Master en Desarrollo Local. Director de la Fundación Donum, Cuenca. Exdirigente de Alfaro Vive Carajo.
¿Qué nos hace suponer que el dinero que desembolsará el Fondo Monetario Internacional (FMI) como parte del último salvataje financiero no irá a parar a manos equivocadas? Con los niveles de corrupción que campean en el país, es imposible no pensarlo. Nadie tiene la seguridad respecto de la administración de los fondos públicos. Lo acaba de demostrar el último escándalo de la estafa en contra del Instituto de Seguridad Social de la Policía (ISSPOL).
Si no fuera por la gravedad del hecho, podría prestarse para la chacota general. Que un grupo de pícaros se alce con el patrimonio de la institución encargada de velar por nuestra seguridad luce inconcebible. Caricaturesco. La ciudadanía se pregunta cómo es posible esfumar 530 millones de dólares sin que nadie se dé cuenta. Es más: todos nos preguntamos por el destino de esa gigantesca suma de dinero.
Que un organismo internacional que no se caracteriza precisamente por la transparencia, y que con frecuencia actúa como un corsario financiero, demande nitidez en la administración del dinero, muestra la gravedad de la situación. El FMI ya no confía ni en sus devotos.
Porque no estamos hablando de billetes que se consumieron en un incendio, ni de una inversión en una obra que fue destruida por un terremoto, y cuyas evidencias están a la vista. Aquí se trata de dinero real que fue intercambiado por papeles falsos, tal como lo han denunciado las autoridades. Ese dinero, que mensualmente se acumulaba como parte de los aportes personales de los policías, existe y tiene que estar en alguna parte.
El tema de la deuda externa ha sido ampliamente estudiado en el país. Las lógicas económicas que vienen aparejadas a esos préstamos siempre terminan agravando las condiciones de vida de la mayor parte de la población, porque su destino tiene una clara direccionalidad. Exceptuando a los grupos empresariales, la reactivación productiva termina siendo un espejismo para el pueblo llano. Y hoy no tiene por qué ser diferente.
Lo que sí difiere es que hasta el prestamista está aterrado por la corrupción que impera en el país, a tal punto que presiona por una ley que “proteja las arcas públicas”. Textualmente. El FMI exige un manejo transparente de las finanzas, algo que se supone una obviedad en cualquier república. Que un organismo internacional que no se caracteriza precisamente por la transparencia, y que con frecuencia actúa como un corsario financiero, demande nitidez en la administración del dinero, muestra la gravedad de la situación. El FMI ya no confía ni en sus devotos.

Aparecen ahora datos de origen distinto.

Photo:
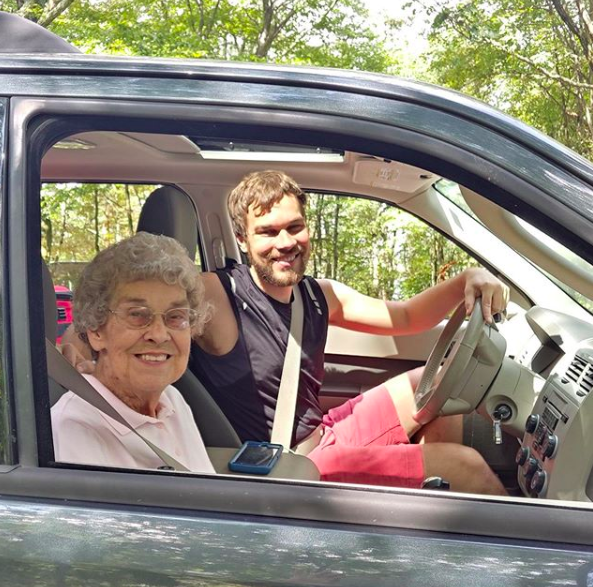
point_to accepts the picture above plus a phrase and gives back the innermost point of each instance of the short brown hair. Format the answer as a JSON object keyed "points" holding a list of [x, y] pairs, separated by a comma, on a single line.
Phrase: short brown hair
{"points": [[261, 189]]}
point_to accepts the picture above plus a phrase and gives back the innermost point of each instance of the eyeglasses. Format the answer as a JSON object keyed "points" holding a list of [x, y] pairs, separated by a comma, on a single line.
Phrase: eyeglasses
{"points": [[138, 317]]}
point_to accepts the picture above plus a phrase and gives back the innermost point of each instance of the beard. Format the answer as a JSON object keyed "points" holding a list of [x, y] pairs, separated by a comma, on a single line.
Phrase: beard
{"points": [[264, 268]]}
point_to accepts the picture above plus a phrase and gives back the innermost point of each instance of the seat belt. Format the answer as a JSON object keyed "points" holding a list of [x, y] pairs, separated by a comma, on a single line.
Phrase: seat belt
{"points": [[62, 372], [289, 382]]}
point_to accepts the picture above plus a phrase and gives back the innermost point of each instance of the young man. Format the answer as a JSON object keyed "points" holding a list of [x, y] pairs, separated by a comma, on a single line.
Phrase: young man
{"points": [[240, 356]]}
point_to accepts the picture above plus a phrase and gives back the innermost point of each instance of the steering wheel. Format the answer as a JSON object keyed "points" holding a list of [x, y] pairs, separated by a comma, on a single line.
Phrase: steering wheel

En realidad, más que una ley, lo que el país requiere es un sistema de lucha contra la corrupción, tal como lo ha propuesto la Comisión Nacional Anticorrupción. Es decir, una estructura que incluya varios componentes: articulación de las entidades de control, legislación, fiscalización ciudadana, real transparencia en el acceso a información, probidad e independencia judiciales, estrategias concertadas para la recuperación del dinero robado.

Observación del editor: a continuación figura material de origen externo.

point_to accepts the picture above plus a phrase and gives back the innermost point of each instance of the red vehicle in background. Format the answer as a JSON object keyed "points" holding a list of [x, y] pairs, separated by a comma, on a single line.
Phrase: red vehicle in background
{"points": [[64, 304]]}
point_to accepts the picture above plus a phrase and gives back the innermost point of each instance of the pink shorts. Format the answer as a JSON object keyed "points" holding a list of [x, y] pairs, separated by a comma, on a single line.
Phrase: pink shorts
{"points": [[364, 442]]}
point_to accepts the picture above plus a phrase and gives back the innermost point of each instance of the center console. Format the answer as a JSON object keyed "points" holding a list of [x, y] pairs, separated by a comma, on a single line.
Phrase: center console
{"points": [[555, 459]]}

A la luz de los escándalos de corrupción que a diario nos toca padecer, este ultimo punto es crucial, porque los saqueadores del erario nacional son inmunes a la vergüenza pública. Ostentan su riqueza mal habida sin el menor recato. Inclusive aquellos que han sido encarcelados esperan pacientemente a cumplir con sus condenas para salir a disfrutar de las fortunas ilícitas. Tal como ocurre con el caso del ISSPOL, ese dinero existe y es una obligación del Estado recuperarlo.